Michelle Eggan, of Cologne, is an artist, illustrator and designer who designed a Little Free Library that was on display at the Hooked on Books event.

"I think literacy is a gateway to improve learning and broadening children's understanding of the world," Eggan said. "Encouraging reading and learning is an important tool for all people and all children. It opens up their world."

Eggan, who is also an advocate for children's literacy in the county, said an initiative of this kind is important for a rural area like Carver County. If children couldn't travel to visit a library, they would be able to access books from a Little Free Library in their own small town, she said.

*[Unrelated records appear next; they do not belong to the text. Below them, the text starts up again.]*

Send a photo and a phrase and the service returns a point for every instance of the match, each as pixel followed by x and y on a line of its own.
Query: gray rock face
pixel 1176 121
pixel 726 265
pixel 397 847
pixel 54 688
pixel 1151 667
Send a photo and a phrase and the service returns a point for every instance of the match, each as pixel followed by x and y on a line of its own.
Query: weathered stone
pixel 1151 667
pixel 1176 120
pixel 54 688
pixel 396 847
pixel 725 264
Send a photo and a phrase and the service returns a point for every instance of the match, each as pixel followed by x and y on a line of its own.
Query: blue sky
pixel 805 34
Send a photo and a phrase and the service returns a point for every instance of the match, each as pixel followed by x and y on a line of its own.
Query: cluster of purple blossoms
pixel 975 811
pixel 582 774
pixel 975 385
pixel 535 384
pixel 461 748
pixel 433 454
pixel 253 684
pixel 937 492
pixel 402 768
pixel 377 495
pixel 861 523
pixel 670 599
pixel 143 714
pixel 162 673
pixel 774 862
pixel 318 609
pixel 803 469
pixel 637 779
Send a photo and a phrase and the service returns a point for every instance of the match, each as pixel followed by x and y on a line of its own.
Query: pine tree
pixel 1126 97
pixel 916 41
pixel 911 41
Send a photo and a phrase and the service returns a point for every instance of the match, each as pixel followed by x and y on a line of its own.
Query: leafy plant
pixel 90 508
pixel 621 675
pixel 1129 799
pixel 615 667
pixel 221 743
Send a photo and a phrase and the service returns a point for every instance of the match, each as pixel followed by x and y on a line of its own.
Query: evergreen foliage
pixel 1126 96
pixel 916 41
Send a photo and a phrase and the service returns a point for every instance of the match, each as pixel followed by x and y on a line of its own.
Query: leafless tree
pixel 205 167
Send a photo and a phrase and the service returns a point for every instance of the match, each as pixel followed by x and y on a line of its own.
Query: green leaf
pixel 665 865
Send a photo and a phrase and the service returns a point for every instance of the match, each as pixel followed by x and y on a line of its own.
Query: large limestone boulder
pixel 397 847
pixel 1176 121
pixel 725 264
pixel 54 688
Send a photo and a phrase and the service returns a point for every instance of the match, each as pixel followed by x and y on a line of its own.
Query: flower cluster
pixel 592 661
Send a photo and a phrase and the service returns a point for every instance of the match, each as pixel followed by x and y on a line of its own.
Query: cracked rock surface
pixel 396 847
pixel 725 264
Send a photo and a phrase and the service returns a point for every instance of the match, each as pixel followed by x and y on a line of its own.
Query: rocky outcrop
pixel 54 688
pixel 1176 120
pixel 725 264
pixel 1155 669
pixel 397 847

"The Hooked on Books program offers children free books and an access to free books in their own neighborhood," she said. "It's a wonderful thing for the community to start doing."

Eggan said books have helped her as an artist, and she thinks it's important for every child to have access to good literature.

"This is a really great initiative," Eggan said. "It sets an example for how this can be done and how to be a part of it, and hopefully the library will motivate others to do the same."

Books for Africa

Little Free Library is working with another nonprofit organization, Books For Africa, in order to continue the effort overseas. Anyone can purchase a Little Free Library for $1,000 to be shipped to Africa. "The fee covers the library's shipment overseas as well as $1,000 of books," Bol said.

Students at Hudson High School in Hudson, Wis. are in the process of building 12 Little Free Libraries that will be sent to Africa.

"The wood-shop class is building the Little Free Library, the art class will paint them and the media class is documenting the process," Bol said.

The goal is to connect students in Africa with students in Hudson. The libraries will be tracked on an online global map that can be accessed on the Little Free Library website.

"It's a hybrid pen-pal book club where people read together, write stories together, communicate via Skype, Facebook and blogs, and have this connection on an ongoing basis," Bol said.

A networking tool

"I think we have a strong primal need to connect with our communities," Bol said. "If I were to meet you at a Little Free Library, we would talk about books and have a comfortable conversation. It's a comfort zone of conversation about a shared interest."

All Little Free Libraries and their whereabouts are located on littlefreelibrary.org. Anyone who would like to visit one can find the locations online.

"In the first year, they [Little Free Libraries] were popping up everywhere," he said. "Now we are networking. We are trying to use that tool to do good things around the world."

Candice Wheeler is a University of Minnesota intern on assignment to the Star Tribune.